Parce que ce sont des gens dépendants, qui ont honte de leur maladie et se sentent gênés d'avoir besoin d'aide. Parce que le diabète, je souhaite ça à personne.
Et puis il y a monsieur H. Sourd, désorienté, aphasique et épuisant. Il est arrivé aujourd'hui. Entouré de son fils et sa femme.
Il est totalement désorienté ce monsieur. Parce qu'il n'a pas supporté l'anesthésie. Il parle de la guerre. Il est né le 18 juin en plus. C'est con.
Il s'est mis à pleurer sur les toilettes tout à l'heure. Parce qu'il se rend compte qu'il n'est plus celui qu'il était. Et j'ai mit plus d'une demie heure à le sortir de là. Il est désespéré ce monsieur. Il a juste besoin qu'on l'écoute. Il a juste envie qu'on prenne le temps d'écouter ce qu'on ne comprend pas mais qu'il a besoin de partager.
Alors je suis sortie de sa chambre et c'est après plusieurs minutes de réflexion en pesant le pour et le contre que j'ai fini par demander des contentions pour la nuit à l'interne. Parce que je sais que demain quand j'arriverai, il y a aura écrit "chute" dans les transmissions ciblées. Et ça, c'est s'il a eu encore de la chance. Sinon, il y aura écrit "Transfert pour fracture du col".
Je me rappelle de cette patiente qui flippait autant que moi pour ma msp.
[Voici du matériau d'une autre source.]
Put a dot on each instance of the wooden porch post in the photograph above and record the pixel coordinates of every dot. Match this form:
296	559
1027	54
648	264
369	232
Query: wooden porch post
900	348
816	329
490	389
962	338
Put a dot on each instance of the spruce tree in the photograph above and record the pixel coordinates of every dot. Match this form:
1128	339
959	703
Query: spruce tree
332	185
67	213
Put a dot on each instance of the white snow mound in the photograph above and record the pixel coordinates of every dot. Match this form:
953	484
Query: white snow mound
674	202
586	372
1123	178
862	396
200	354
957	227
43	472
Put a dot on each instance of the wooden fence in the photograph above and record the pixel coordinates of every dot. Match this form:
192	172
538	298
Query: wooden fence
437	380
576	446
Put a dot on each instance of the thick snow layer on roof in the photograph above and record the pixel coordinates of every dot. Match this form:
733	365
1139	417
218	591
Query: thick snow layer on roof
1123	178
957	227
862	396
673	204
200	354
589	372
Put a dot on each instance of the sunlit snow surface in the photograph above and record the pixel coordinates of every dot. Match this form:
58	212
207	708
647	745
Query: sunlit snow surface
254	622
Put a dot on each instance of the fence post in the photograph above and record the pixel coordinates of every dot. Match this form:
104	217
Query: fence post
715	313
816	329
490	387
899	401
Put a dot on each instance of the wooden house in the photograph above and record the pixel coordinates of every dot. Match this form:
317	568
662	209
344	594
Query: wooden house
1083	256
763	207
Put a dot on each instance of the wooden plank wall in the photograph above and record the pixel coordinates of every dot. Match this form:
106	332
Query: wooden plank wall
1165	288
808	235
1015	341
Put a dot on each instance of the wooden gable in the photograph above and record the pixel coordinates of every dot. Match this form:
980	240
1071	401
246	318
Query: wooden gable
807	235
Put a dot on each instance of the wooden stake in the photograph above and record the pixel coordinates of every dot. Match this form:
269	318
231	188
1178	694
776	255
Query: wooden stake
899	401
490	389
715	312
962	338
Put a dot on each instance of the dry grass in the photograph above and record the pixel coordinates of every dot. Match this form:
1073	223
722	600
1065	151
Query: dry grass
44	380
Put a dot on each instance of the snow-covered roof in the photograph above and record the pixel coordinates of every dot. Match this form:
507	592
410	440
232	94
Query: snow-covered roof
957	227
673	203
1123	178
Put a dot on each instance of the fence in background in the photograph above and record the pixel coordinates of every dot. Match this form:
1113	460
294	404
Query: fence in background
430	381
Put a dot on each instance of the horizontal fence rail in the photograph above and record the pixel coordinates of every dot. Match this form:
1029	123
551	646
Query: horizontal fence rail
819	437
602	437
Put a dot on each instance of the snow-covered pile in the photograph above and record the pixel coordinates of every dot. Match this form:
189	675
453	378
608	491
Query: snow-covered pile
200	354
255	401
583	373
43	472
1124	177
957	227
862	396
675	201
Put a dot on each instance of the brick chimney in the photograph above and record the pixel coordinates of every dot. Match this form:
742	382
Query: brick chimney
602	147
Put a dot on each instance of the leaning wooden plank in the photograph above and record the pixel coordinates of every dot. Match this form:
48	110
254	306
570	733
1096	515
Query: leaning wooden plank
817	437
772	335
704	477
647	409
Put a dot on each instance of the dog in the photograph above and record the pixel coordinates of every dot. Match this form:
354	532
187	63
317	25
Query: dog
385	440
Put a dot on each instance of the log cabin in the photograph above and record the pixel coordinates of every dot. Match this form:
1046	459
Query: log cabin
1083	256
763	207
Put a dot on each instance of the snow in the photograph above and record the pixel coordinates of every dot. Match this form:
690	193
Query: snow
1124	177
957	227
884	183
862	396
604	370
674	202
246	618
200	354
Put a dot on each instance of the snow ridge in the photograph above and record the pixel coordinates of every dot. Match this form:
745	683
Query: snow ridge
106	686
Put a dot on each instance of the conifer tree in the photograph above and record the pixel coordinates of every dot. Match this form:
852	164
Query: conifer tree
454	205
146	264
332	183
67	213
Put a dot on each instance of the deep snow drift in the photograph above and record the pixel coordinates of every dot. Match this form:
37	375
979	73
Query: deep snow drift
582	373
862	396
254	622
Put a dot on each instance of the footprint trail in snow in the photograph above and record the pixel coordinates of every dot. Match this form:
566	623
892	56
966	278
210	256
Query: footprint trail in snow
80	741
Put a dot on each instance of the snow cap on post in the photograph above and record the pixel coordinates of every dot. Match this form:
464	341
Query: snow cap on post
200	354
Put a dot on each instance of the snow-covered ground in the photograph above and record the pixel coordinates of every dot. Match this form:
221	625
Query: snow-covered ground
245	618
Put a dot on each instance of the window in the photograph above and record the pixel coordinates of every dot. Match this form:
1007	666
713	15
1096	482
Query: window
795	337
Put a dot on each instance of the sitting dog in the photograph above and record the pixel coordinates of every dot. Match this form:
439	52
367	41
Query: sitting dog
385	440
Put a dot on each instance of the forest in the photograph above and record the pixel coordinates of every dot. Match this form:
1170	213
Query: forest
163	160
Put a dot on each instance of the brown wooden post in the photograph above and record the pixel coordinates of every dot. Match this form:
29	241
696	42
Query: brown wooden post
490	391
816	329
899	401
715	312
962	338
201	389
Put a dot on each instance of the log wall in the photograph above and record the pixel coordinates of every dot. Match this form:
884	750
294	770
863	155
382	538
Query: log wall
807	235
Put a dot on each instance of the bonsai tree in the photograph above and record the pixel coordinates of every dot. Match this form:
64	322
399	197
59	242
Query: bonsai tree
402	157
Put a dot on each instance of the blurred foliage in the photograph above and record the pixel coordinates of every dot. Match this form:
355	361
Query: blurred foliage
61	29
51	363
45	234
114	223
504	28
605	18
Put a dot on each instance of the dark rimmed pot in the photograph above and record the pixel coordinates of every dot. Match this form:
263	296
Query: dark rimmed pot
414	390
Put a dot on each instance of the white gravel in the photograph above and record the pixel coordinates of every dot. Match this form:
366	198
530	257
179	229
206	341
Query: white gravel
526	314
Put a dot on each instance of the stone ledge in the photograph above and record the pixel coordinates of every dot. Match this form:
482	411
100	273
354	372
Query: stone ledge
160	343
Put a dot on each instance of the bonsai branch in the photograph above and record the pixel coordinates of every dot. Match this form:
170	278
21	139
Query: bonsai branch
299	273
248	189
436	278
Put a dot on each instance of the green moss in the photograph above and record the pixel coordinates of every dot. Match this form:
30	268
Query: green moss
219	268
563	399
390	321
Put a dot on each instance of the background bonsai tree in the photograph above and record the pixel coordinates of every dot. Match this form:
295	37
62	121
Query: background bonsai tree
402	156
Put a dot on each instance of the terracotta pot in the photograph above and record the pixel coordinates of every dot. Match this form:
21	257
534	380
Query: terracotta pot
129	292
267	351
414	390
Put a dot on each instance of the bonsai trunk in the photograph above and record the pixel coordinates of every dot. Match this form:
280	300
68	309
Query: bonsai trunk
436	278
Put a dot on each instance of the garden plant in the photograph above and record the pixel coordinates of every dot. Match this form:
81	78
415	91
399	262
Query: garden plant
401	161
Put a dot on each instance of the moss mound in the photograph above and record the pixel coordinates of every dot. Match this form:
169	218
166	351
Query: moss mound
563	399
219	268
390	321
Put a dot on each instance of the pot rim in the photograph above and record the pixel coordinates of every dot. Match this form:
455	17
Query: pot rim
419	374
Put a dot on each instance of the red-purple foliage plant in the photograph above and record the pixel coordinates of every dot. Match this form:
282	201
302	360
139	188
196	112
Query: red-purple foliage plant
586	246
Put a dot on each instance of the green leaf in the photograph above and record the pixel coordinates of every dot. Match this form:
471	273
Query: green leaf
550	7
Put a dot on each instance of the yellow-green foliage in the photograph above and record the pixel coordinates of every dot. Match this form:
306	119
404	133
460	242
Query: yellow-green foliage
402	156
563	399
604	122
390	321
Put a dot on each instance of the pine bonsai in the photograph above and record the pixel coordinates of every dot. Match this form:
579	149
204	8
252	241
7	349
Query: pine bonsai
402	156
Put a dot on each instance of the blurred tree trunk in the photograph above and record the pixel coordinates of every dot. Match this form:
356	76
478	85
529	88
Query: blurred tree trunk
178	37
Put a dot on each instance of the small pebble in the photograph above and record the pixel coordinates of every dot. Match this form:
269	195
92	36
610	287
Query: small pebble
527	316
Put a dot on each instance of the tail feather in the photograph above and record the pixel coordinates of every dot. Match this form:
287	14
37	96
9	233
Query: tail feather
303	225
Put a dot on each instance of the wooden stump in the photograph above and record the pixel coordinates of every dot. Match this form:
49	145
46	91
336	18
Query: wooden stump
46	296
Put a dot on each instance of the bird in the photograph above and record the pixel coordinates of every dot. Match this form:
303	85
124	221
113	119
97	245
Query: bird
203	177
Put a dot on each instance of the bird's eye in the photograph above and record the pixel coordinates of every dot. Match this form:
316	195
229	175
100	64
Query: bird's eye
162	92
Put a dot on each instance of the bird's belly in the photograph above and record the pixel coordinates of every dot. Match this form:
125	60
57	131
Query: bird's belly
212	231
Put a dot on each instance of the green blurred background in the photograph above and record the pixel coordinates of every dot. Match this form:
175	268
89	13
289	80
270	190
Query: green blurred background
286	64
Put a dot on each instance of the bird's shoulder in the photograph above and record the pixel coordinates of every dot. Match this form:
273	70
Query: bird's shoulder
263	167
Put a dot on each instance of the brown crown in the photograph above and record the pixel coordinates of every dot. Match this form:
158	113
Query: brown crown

Et qui se désolait de plus être là le jour J. Alors pour nous consoler, elle m'a offert un flacon de parfum à la rose. Parce qu'elle m'a dit que ça me porterait bonheur. Malheureusement, ça n'a pas été le cas. Heureusement, elle ne l'a jamais su.
Et monsieur B, qui luttait plus contre lui que contre son sevrage tabagique. Qui est passé du déni à l'acceptation grâce à moi. Oui,
grâce à moi.
Et monsieur L, qui voulait un jus d'orange mais
"n'avait pas d'argent pour se le payer." Et à qui j'ai redonné le sourire avec un jus d'orange. Un jus d'orange, bordel. Un sourire. Un jus d'orange.
Et personne ne s'occupait de lui. Parce que c'était le vilain petit canard.
Alors voilà tout ce qu'on vit en une journée, peut être deux. Voilà tout ce qu'on ressent. Et ce ne sont là que des faits que je vous rapporte, mes faits. Jamais vous pourrez comprendre si vous ne le vivez pas. Jamais. Ce n'est pas du dénigrement, c'est juste la vérité. Malgré toute la force avec laquelle je vous raconte mes aventures.
Je suis actrice de ma vie à l'hôpital. Auprès d'eux. Les aider et y arriver, c'est ça qui me fait exister.
Alors sur le chemin de la maison, on peut pas s'empêcher de penser qu'on a été quelqu'un. Se dire qu'on a fait quelque chose de bien, de plus. Qu'on a été un sourire, une larme, des yeux pétillants, un baiser, une main tendue, un bonheur.
Apporter quelque chose à quelqu'un, c'est ça, exister.
Et puis monsieur L, madame R, madame J et monsieur P.
Matthéo (On clique s'il vous plaît.)
Tous ces gens que je n'oublierai jamais.
Tous ces gens aux côtés desquels j'ai lutté. Mais pas assez fort.